Transformer Architecture

ALiBi

ALiBi adds a fixed head-specific linear distance penalty to attention scores at every layer, enabling length extrapolation beyond the training context window without any learned positional parameters.


type: concept title: "ALiBi" tags: [position, encoding, attention, extrapolation] related: ["Positional Encoding", "Rotary Position Embedding", "Self-Attention", "Context Window"] created: 2023-01-27 source: "https://arxiv.org/abs/2108.12409"

ALiBi

Summary

Attention with Linear Biases (ALiBi; Press et al., 2022) replaces explicit positional encodings with a fixed linear distance penalty added to every query-key attention score, enabling Transformers trained on short contexts to extrapolate to significantly longer sequences at inference time.

How It Works

Instead of encoding position in the input embeddings or in Q/K rotations, ALiBi adds a scalar bias to each attention score that is proportional to the distance between the query and key tokens:

$$ \text{softmax}!\left(q_i K^\top + \alpha_i \cdot [0, -1, -2, \ldots, -(i-1)]\right) $$

where $\alpha_i$ is a head-specific, non-learned scalar that controls the slope of the penalty.

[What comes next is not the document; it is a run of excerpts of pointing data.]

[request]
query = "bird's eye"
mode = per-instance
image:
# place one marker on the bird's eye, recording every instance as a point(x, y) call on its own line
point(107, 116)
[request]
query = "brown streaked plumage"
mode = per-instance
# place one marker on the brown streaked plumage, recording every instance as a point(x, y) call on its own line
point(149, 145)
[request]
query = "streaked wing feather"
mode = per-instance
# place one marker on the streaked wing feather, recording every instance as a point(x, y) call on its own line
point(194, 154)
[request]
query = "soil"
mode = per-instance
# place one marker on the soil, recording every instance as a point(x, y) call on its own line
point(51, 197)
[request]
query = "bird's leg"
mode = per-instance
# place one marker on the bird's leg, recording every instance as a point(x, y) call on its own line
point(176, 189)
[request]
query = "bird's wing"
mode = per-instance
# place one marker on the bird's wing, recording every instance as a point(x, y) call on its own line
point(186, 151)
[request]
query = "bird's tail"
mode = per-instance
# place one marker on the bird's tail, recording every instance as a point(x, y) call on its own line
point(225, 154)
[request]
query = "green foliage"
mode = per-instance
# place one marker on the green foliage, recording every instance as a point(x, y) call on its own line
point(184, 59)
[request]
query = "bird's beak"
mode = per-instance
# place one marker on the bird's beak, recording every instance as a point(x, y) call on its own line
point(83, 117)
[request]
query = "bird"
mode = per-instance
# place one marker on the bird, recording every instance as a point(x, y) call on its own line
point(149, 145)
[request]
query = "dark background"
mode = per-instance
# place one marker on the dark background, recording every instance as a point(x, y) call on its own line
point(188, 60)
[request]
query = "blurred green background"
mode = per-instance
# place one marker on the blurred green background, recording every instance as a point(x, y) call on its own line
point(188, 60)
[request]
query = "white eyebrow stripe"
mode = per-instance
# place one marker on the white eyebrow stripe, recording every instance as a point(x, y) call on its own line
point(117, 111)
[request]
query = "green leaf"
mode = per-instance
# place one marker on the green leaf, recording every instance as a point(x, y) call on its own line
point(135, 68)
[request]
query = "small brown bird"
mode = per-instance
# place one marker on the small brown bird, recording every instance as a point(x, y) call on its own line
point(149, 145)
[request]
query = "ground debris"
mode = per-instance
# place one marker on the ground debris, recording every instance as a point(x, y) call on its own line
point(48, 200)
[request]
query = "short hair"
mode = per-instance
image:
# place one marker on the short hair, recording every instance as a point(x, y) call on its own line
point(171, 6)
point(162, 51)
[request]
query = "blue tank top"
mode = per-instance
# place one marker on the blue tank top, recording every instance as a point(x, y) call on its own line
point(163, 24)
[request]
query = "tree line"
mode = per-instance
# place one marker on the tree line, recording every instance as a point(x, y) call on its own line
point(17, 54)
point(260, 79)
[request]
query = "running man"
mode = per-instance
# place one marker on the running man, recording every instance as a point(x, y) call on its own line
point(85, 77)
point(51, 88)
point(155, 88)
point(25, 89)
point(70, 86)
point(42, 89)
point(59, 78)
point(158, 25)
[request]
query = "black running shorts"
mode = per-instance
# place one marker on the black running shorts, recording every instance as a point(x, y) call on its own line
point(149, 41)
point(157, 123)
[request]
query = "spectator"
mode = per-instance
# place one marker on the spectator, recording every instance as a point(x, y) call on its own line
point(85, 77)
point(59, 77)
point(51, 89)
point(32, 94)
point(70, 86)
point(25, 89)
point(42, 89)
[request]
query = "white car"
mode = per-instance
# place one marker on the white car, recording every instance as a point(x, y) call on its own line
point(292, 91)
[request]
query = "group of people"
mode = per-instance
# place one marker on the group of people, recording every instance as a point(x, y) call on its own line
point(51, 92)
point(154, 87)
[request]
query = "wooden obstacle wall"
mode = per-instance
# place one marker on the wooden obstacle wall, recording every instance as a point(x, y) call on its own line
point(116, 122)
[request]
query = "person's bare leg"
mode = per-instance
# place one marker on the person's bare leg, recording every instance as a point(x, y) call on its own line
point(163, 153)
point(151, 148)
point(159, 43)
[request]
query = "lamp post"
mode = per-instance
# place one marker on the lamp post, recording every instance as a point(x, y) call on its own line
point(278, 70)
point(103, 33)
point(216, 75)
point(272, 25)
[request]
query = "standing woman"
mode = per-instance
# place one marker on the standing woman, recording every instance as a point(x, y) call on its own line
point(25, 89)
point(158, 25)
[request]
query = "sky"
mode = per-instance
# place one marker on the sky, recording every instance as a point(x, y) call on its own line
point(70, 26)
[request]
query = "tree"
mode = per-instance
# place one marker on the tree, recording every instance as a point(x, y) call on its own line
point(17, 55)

For $h$ attention heads, $\alpha_i$ is set as a geometric sequence — for example, with 8 heads:

$$\alpha_i = \frac{1}{2},; \frac{1}{2^2},; \frac{1}{2^3},; \ldots,; \frac{1}{2^8}$$

This introduces a strong recency preference: keys far from the query receive a larger negative bias, making distant tokens harder to attend to. Different heads use different slopes, allowing the model to learn a mixture of short- and long-range preferences.

Role in the Transformer

ALiBi is applied at every attention layer, modifying the pre-softmax attention logits. It requires no additional parameters and no changes to the embedding layer. Because the bias is additive and defined for any distance, the model is not constrained to the training context length at inference.

Variants

  • Rotary Position Embedding (RoPE) — injects relative position via rotation of Q/K rather than additive bias; see Rotary Position Embedding.
  • DA-Transformer — uses a learnable multiplicative distance-based weighting function rather than a fixed additive bias; described in Positional Encoding variants.
  • Sinusoidal / Learned absolute — input-level only; cannot extrapolate; see Positional Encoding.

Key Papers

  • Press et al. (2022), "Train Short, Test Long: Attention with Linear Biases Enables Input Length Extrapolation" (arXiv:2108.12409)

Notes

Press et al. (2022) demonstrated that a 1.3B parameter model trained on context length 1,024 could extrapolate to 2,048 tokens at inference time with ALiBi, while sinusoidal, RoPE, and T5-style relative encodings all degraded sharply beyond their training length. The non-learned slopes are a deliberate design choice: fixing them avoids the risk of the model learning slopes that do not generalise.